Anybody know how to care for one of these? Habitat, food?


----------



## Death in #'s (Apr 29, 2003)

they are a endangered species
u have no right to keep it captive and u must let it go free









but if u want to keep it 
a 10 g tank with screen dirt bottom and heavily planted with a little water area
and they like crickets and dried flies (just soak them)


----------



## FeederFish33 (Jan 22, 2003)

you can feed them frogs, that would be sweet


----------



## rday (Mar 10, 2003)

wow... i didnt know they are endangered. i thought they were fairly common. to see


----------



## rday (Mar 10, 2003)

this site says they're not recognized as endangered by ohio or federal law, i dunno








it also has care and feeding info.
Click me


----------



## acestro (Jul 7, 2003)

Not protected. Also unlikely to eat anything but insects (crickets are a favorite). This time of year the likelihood that you have a pregnant female is very high.
Most have mated and eaten their mates by now.
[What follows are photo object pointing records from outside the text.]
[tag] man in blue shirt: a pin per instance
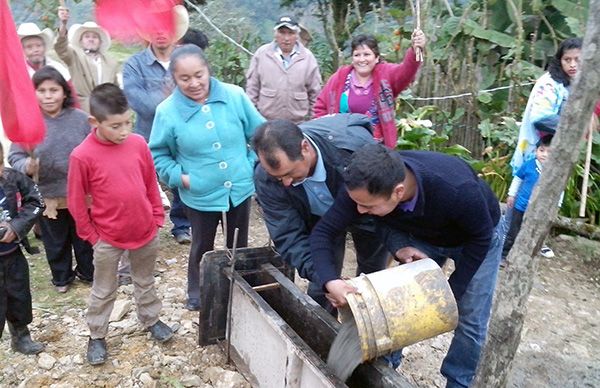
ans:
(296, 181)
(146, 83)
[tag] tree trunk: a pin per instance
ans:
(514, 287)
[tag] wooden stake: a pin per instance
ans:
(586, 170)
(418, 51)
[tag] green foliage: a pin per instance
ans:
(415, 132)
(227, 64)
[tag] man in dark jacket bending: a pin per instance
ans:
(425, 204)
(296, 181)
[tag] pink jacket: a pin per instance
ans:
(389, 79)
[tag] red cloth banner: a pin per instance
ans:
(136, 20)
(21, 116)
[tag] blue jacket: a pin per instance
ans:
(287, 212)
(454, 208)
(146, 84)
(209, 142)
(545, 102)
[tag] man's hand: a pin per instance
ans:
(510, 202)
(337, 290)
(10, 235)
(409, 254)
(185, 181)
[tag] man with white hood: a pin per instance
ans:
(84, 50)
(35, 44)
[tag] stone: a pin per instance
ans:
(187, 324)
(65, 360)
(191, 381)
(231, 379)
(46, 361)
(147, 380)
(120, 309)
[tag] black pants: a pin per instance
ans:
(515, 226)
(15, 295)
(204, 228)
(59, 236)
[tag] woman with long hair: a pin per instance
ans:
(66, 127)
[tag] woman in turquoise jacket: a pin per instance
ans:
(199, 142)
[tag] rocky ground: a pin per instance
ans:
(559, 347)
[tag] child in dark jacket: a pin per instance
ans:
(20, 206)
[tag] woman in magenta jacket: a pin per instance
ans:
(370, 86)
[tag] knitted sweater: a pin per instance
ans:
(120, 180)
(389, 79)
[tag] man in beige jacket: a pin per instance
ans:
(283, 80)
(84, 50)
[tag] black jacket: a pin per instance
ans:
(287, 210)
(17, 184)
(454, 208)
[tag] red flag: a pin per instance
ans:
(134, 20)
(21, 116)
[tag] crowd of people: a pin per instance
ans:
(319, 160)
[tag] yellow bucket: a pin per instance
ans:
(400, 306)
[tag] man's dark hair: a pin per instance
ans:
(49, 73)
(276, 135)
(555, 66)
(197, 37)
(107, 99)
(374, 168)
(545, 141)
(187, 50)
(365, 40)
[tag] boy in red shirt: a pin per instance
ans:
(113, 170)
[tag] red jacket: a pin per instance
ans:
(389, 79)
(126, 210)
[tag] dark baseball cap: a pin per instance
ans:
(287, 21)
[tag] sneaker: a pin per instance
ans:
(97, 353)
(547, 252)
(193, 304)
(124, 280)
(164, 199)
(183, 238)
(160, 331)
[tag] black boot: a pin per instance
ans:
(21, 340)
(97, 353)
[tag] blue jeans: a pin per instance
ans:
(177, 214)
(474, 308)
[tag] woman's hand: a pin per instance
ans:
(418, 39)
(32, 166)
(9, 235)
(185, 180)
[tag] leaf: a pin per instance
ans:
(575, 26)
(567, 8)
(504, 40)
(484, 97)
(457, 150)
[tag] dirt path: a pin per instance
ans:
(559, 347)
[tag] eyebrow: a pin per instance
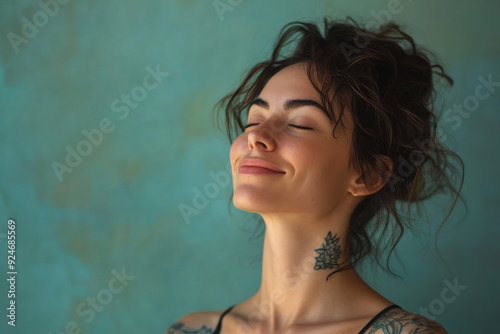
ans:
(290, 104)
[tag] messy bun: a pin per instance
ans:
(386, 82)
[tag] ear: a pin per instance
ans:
(373, 178)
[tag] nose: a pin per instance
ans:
(263, 136)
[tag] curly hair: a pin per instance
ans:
(387, 83)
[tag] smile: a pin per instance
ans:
(258, 166)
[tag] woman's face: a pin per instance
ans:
(287, 160)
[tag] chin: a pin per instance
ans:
(253, 200)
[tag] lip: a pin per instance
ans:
(258, 166)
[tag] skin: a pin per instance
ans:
(306, 209)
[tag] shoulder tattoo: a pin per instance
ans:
(404, 322)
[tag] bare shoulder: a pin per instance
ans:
(196, 323)
(399, 321)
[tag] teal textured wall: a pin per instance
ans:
(130, 86)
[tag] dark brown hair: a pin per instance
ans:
(386, 82)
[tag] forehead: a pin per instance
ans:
(290, 82)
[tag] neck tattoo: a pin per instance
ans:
(328, 254)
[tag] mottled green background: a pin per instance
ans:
(119, 207)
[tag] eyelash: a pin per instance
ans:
(292, 125)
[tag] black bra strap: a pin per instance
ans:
(219, 325)
(376, 317)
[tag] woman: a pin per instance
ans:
(334, 135)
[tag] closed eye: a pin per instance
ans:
(300, 127)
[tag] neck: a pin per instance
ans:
(298, 257)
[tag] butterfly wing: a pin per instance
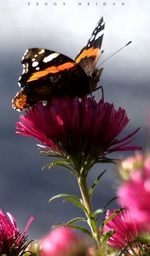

Look for eggs to come and a natural mortality is likely in a few months (but they have been kept longer).


----------



## Death in #'s (Apr 29, 2003)

acestro said:


> Not protected. Also unlikely to eat anything but insects (crickets are a favorite). This time of year the likelihood that you have a pregnant female is very high.
> Most have mated and eaten their mates by now. Look for eggs to come and a natural mortality is likely in a few months (but they have been kept longer).










i thought they were protected 
sorry







not even in n.y.


----------



## piranha45 (Apr 8, 2003)

mantis have a short lifespan, i forget exactly how short, but less than a year for sure.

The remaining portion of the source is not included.